Aber angesichts der Spannungen mit China erlebt die Mikrochip-Produktion in mehreren Ländern eine Renaissance. Die einseitige, geostrategisch problematische Abhängigkeit von Taiwan wird dadurch beendet. Es ist nicht nötig, die Erweiterung der Mikrochip-Produktion in Deutschland mit solch hohen Summen zu fördern, wenn dies aufgrund der Produktion in mehreren anderen Ländern, etwa den USA, erreichbar ist. Es ist auch kein hinreichender Grund für solche Subventionen, Interner Link: wenn man feststellt, dass andere Staaten dies ebenfalls tun.
Eine immer wieder angedachte Anpassung des Wettbewerbsrechts in der EU und Deutschland, um die Entstehung nationaler Champions zu ermöglichen, hat es bislang zum Glück nicht gegeben. Aus Sicht der Verbraucher spricht letztlich wenig für eine solche Politik. Besonders bemerkenswert am Altmaier’schen Entwurf der Industriepolitik war die Nennung sogenannter deutscher Traditionsunternehmen, die mit staatlicher Hilfe dauerhaft erhalten bleiben sollten. Diese Idee ist ganz offenbar fragwürdig: Was ist ein deutsches Traditionsunternehmen? Die genannten Unternehmen sind Publikumsgesellschaften, deren Anteile auf den Aktienmärkten weltweit gehandelt werden. Mittelständische Unternehmen tauchen nicht auf. Was soll ein Bestandsschutz für bestimmte Unternehmen? Er erhöht nur den Anreiz, höhere Risiken bei Investitionen einzugehen, weil diese dann auf den Staat überwälzt werden können. Dennoch zeigt sich in der klimapolitischen Diskussion um Differenzverträge oder den Industriestrompreis, der der energieintensiven Wirtschaft durch Subventionen die Transformation zur Klimaneutralität erleichtern soll, gerade diese Tendenz, an möglicherweise überholte Teile der deutschen Industrie hohe Dauersubventionen zu leisten.
Subventionen locken Glücksritter an
Diese Skizze des heute dominierenden industriepolitischen Denkens zeigt dessen Elend auf: In planerischer Wissensanmaßung engagiert sich der Staat mit wettbewerbsverzerrenden und teuren Subventionen. Das lockt viele Glücksritter an. Es scheint für einige Unternehmen verlockender, um den Erhalt solcher Subventionen zu buhlen, als sich durch Innovation die Technologieführerschaft zu erkämpfen.

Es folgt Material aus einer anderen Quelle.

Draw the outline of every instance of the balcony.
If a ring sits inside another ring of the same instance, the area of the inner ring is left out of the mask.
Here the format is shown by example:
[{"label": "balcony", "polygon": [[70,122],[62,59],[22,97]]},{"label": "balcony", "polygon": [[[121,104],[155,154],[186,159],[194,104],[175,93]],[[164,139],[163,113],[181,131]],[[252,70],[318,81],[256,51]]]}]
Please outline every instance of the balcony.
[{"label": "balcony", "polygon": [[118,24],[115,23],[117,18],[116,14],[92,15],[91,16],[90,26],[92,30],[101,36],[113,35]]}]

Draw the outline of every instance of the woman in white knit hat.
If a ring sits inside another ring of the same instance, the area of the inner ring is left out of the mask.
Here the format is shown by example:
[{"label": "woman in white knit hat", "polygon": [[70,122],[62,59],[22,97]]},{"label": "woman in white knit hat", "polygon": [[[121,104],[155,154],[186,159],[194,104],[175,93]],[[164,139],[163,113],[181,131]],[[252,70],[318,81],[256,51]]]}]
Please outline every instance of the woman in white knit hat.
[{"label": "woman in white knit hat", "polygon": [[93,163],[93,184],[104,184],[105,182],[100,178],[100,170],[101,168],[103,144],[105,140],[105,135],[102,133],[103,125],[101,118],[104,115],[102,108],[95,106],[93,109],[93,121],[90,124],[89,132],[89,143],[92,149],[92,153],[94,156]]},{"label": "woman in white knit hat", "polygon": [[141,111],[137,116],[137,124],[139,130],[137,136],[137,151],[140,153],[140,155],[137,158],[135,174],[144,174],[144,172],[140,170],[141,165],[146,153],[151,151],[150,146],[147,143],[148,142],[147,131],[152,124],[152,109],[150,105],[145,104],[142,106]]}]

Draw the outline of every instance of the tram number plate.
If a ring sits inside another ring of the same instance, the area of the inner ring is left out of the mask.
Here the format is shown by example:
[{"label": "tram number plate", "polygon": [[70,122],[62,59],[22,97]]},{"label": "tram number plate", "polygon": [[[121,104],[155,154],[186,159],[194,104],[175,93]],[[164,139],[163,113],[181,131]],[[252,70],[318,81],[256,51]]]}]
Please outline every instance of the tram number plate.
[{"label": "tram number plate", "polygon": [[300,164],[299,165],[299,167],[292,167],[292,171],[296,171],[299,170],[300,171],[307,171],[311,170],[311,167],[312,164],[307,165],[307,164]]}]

Vielmehr ist eine erfolgreiche zivile Industriepolitik durch Technologieoffenheit gekennzeichnet. Sie erfordert staatliche Förderung im Bereich von Forschung und Entwicklung – und zwar in absteigender Intensität von der Grundlagenforschung über die angewandte Forschung bis zur spezifischen Forschung in Unternehmen, also mit dem Grad der allgemeinen Verwendbarkeit von Forschungsergebnissen.
Der Staat hat durchaus eine Rolle über die reine Forschungsförderung hinaus: Er kann die Rahmenbedingungen so setzen, dass privates Kapital in stärkerem Maße für Innovationen zur Verfügung steht. Entscheidend ist die Technologieoffenheit. Mit dieser Forderung geht es nicht darum, heutige Technologien zu erhalten, sondern offen zu bleiben für Neues, ohne sich im Voraus festzulegen. Insofern muss der Staat nicht selbst die Technologien der Zukunft identifizieren. Das machen die privaten Akteure schon von allein.